Le vent de la capitale m’a saisi dès que j’ai mis la tête dans la rue. Plus que la veille, il était vif et piquant, chargé de bruine. C’était jour de marché, comme presque tous les jours ces temps-ci, et l’excitation était déjà à son comble malgré l’heure matinale. Des parfums de toutes sortes montaient des échoppes et des carrioles, faisant presque oublier les odeurs âcres des fumées. Les stands occupaient toute la rue. Industrieuses fourmis en quête de subsistance, les femmes grouillaient tout autour. Étrange cérémonial chaque jour renouvelé. Moi qui ai passé deux ans dans les combles d’un vieil hospice, j’ai été surpris, choqué presque, de retrouver tant de monde et de mouvement.

Mais cette vie-là m’a emporté. Instantanément. Je me retournais sur des chevaux tirant les calèches ; j’échappais aux meutes d’enfants qui couraient partout tels des moucherons affolés, la tête noire de crasse, parfois les pieds nus. Je croisais ces hommes avec leurs hauts-de-forme qui déambulent apparemment sans autre but que d’exister et le faire savoir.

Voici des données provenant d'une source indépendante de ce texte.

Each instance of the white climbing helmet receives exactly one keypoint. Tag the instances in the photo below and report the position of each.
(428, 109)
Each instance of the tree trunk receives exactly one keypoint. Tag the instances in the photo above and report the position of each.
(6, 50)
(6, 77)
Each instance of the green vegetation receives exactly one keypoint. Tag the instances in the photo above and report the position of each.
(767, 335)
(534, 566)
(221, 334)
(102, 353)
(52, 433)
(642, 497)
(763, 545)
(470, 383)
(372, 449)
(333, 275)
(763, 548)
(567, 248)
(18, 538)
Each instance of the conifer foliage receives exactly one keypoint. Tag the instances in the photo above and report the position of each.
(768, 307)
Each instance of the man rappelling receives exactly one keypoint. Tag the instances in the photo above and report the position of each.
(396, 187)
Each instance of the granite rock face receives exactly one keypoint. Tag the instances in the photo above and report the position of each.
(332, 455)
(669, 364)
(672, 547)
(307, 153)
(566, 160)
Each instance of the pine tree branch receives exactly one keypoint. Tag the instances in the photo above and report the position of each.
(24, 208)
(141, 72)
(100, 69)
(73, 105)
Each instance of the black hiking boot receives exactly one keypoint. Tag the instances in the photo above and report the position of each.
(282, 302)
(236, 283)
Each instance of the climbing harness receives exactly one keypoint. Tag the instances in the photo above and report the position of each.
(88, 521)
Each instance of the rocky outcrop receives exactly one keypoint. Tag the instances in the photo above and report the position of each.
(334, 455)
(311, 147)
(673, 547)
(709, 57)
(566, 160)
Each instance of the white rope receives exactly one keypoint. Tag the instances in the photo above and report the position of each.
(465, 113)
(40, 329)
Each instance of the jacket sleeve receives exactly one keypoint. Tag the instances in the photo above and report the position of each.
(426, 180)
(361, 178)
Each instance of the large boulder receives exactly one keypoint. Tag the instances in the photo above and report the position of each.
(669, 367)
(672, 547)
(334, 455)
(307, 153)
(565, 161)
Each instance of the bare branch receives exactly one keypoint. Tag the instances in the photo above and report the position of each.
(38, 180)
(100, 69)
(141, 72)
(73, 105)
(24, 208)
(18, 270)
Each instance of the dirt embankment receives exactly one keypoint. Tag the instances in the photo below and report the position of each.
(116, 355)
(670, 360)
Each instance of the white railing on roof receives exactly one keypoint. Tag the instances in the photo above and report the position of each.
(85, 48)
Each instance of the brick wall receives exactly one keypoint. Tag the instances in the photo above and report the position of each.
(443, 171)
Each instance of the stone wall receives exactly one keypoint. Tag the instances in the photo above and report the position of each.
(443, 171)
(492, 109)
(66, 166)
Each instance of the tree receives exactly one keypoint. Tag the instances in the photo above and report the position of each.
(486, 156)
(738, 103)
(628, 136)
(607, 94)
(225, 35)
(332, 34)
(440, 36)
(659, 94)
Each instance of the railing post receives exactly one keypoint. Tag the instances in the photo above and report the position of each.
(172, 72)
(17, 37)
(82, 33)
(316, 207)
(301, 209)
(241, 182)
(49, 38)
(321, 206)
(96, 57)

J’ai acheté une pomme et pris un bouillon chaud auprès d’un bonhomme au visage boursouflé de ferrailleur, mais qui vendait… des soupes ! Curieux mélange. Chacun cherche à survivre comme il le peut…

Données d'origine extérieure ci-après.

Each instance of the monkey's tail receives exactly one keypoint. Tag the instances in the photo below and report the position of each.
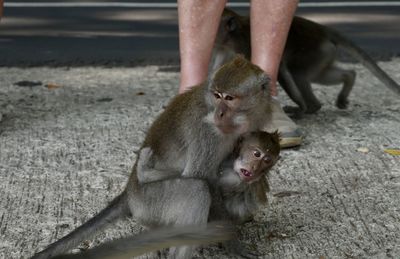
(117, 208)
(158, 239)
(364, 58)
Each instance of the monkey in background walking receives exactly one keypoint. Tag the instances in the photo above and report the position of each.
(196, 131)
(241, 175)
(309, 57)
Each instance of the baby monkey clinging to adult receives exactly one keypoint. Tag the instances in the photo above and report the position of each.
(309, 57)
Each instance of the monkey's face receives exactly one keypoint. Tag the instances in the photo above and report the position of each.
(255, 157)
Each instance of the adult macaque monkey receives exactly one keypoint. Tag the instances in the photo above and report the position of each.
(126, 248)
(196, 131)
(309, 57)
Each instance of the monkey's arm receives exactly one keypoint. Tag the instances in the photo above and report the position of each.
(146, 172)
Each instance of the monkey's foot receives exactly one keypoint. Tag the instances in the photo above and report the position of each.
(293, 112)
(290, 133)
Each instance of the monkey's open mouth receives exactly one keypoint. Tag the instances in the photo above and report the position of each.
(246, 173)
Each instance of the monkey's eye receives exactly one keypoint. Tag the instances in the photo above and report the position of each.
(257, 153)
(267, 159)
(229, 98)
(217, 95)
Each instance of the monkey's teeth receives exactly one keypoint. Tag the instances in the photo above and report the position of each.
(246, 173)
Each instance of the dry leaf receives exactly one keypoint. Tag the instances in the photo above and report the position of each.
(52, 86)
(363, 150)
(394, 152)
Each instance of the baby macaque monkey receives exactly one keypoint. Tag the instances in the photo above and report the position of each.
(309, 57)
(242, 175)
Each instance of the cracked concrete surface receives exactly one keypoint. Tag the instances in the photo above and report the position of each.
(66, 150)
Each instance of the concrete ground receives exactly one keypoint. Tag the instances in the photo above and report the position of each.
(67, 146)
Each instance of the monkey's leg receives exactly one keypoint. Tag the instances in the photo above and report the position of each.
(176, 202)
(288, 84)
(335, 75)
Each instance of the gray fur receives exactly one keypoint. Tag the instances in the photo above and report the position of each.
(309, 57)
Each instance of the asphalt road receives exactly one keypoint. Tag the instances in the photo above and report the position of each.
(135, 36)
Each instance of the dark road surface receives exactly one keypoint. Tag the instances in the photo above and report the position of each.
(136, 36)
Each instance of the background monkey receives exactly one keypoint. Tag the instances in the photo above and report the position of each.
(308, 57)
(196, 131)
(155, 240)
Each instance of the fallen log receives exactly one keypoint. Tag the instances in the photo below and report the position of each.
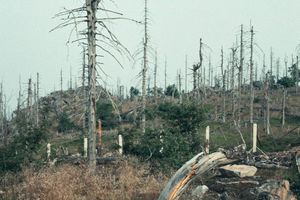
(189, 171)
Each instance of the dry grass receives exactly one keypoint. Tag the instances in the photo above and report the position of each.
(69, 182)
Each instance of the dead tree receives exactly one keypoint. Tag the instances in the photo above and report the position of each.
(179, 87)
(185, 88)
(61, 82)
(277, 68)
(267, 105)
(271, 63)
(155, 78)
(84, 119)
(165, 73)
(19, 97)
(233, 65)
(29, 100)
(286, 64)
(251, 77)
(37, 105)
(145, 66)
(283, 107)
(223, 73)
(108, 42)
(297, 74)
(209, 71)
(240, 75)
(1, 111)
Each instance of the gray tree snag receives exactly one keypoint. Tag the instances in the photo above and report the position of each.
(84, 119)
(240, 76)
(155, 78)
(37, 105)
(209, 71)
(145, 66)
(277, 69)
(267, 105)
(283, 107)
(61, 82)
(251, 77)
(1, 111)
(29, 100)
(91, 9)
(179, 87)
(19, 97)
(233, 65)
(223, 73)
(297, 74)
(165, 73)
(186, 64)
(271, 63)
(241, 68)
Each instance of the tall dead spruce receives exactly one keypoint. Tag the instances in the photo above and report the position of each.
(103, 40)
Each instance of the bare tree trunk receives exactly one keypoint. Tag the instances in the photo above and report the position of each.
(145, 58)
(37, 98)
(91, 9)
(233, 81)
(165, 74)
(285, 64)
(240, 76)
(185, 88)
(61, 82)
(209, 72)
(251, 77)
(277, 69)
(19, 97)
(29, 100)
(1, 112)
(271, 64)
(155, 78)
(267, 106)
(180, 90)
(297, 74)
(84, 89)
(224, 86)
(283, 107)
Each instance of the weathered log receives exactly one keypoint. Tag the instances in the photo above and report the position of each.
(189, 171)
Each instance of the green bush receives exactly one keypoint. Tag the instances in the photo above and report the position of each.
(27, 148)
(65, 124)
(175, 141)
(104, 111)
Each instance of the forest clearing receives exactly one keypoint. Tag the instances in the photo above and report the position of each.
(224, 123)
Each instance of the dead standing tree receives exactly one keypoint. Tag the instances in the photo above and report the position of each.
(251, 77)
(109, 42)
(223, 74)
(240, 75)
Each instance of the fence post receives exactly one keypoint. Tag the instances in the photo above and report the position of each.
(48, 151)
(121, 144)
(254, 147)
(206, 146)
(85, 142)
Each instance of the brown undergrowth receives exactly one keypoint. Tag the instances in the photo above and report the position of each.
(69, 182)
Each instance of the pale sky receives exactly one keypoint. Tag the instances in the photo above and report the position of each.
(27, 46)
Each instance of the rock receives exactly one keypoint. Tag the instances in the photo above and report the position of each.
(200, 191)
(276, 190)
(238, 170)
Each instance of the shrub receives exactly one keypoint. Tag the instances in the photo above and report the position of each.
(174, 141)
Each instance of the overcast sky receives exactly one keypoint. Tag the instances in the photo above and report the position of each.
(28, 47)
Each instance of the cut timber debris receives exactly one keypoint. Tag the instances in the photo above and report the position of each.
(189, 171)
(238, 170)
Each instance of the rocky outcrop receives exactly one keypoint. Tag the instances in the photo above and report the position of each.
(238, 170)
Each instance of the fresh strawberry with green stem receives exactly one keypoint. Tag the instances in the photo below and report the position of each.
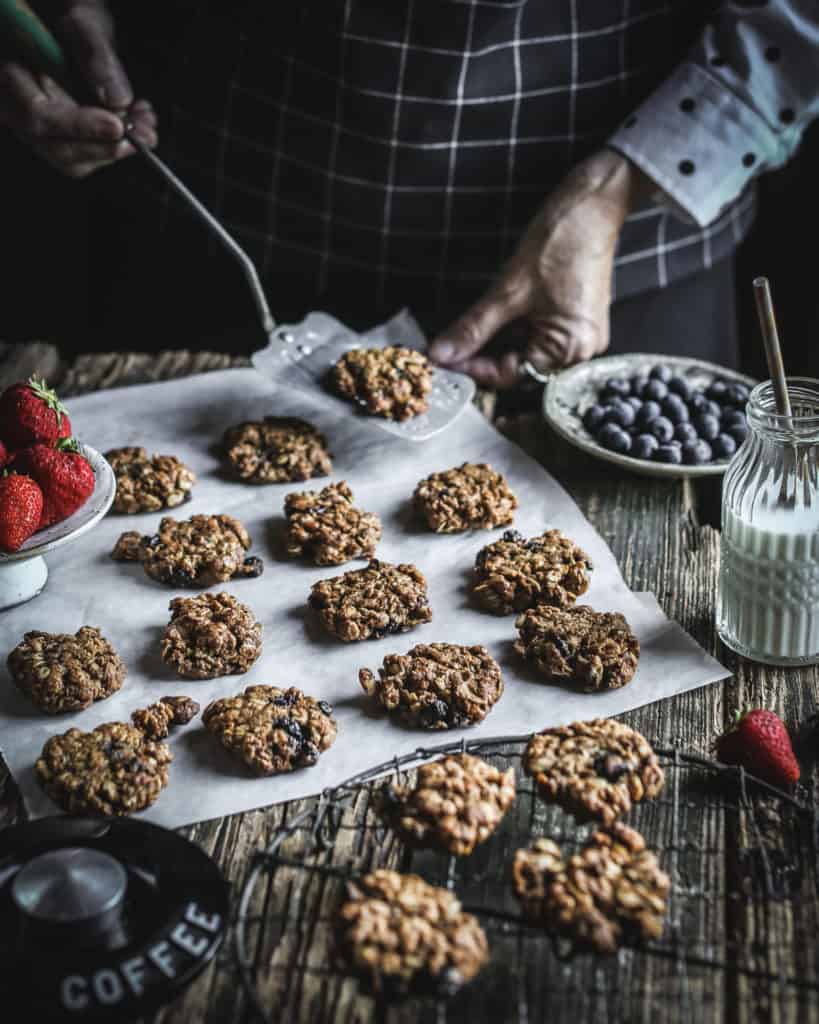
(32, 414)
(65, 476)
(20, 508)
(760, 742)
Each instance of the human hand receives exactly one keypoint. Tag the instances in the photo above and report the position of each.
(558, 279)
(75, 137)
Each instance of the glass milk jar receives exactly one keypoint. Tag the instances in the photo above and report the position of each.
(769, 556)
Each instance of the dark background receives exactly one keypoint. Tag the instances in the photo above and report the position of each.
(55, 233)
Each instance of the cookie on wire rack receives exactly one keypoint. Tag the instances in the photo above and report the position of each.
(610, 894)
(595, 770)
(403, 936)
(455, 804)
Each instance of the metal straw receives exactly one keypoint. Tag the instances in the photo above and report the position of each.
(776, 368)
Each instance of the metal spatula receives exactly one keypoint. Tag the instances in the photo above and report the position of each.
(297, 355)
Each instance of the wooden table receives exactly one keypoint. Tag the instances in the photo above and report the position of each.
(659, 534)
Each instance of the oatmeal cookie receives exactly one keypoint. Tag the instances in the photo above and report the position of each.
(455, 804)
(595, 770)
(404, 936)
(114, 769)
(327, 527)
(470, 497)
(588, 649)
(275, 450)
(372, 602)
(514, 573)
(437, 685)
(272, 730)
(58, 672)
(157, 720)
(610, 894)
(195, 552)
(148, 482)
(390, 382)
(210, 635)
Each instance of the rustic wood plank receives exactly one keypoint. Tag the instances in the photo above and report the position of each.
(662, 536)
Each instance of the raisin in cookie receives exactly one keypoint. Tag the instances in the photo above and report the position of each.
(275, 450)
(272, 730)
(514, 573)
(196, 552)
(115, 769)
(60, 673)
(390, 382)
(404, 936)
(210, 635)
(590, 650)
(372, 602)
(595, 770)
(148, 482)
(328, 528)
(157, 720)
(437, 685)
(470, 497)
(610, 894)
(455, 804)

Bientôt, j’ai senti les rues s’élargir, à mesure que j’approchais de ma destination. J’avais déambulé par le travers de Soho, sans autre but que de suivre mes pas et regagner un peu de confiance en mon équilibre précaire. Mais quelque chose guidait ma route, en silence, tapi au fond de moi. Avant deux heures, bien que j’aie pensé à faire demi-tour à cause de douleurs dans le bas du dos, j’étais à l’entrée de Shelton Street. Rien n’a bougé, et mon souvenir était clair. Le mal de dos a disparu comme par enchantement. Je me voyais enfant, courant de long en large un peu partout, sautant dans les bourbiers, évitant à chaque fois les charrettes aux chancelants chargements. Je sentais les effluves de fumier mélangés aux pestilences des usines et distilleries du quartier. Le soleil ne pénètre que rarement dans la rue, et les façades noires et suintantes sont marquées de larges coulées de suie.

 

Je revoyais mon père titubant sur le pavé, hurlant sa rage au ciel vitreux, menaçant le monde de son poing serré, dérisoire.

 

À la croisée, plus loin, entre les hautes maisons, il y avait la lourde pierre d’attache, pauvre borne solitaire contre laquelle le corps désarticulé de ma mère avait terminé sa course, six années auparavant. Je fus saisi d’un violent spasme, et dus m’asseoir sur un étroit escalier de service. D’indicibles émotions sont remontées en un instant, et je suis resté longtemps, pétri de douleur et de tristesse, le visage dans mes mains souillées de larmes.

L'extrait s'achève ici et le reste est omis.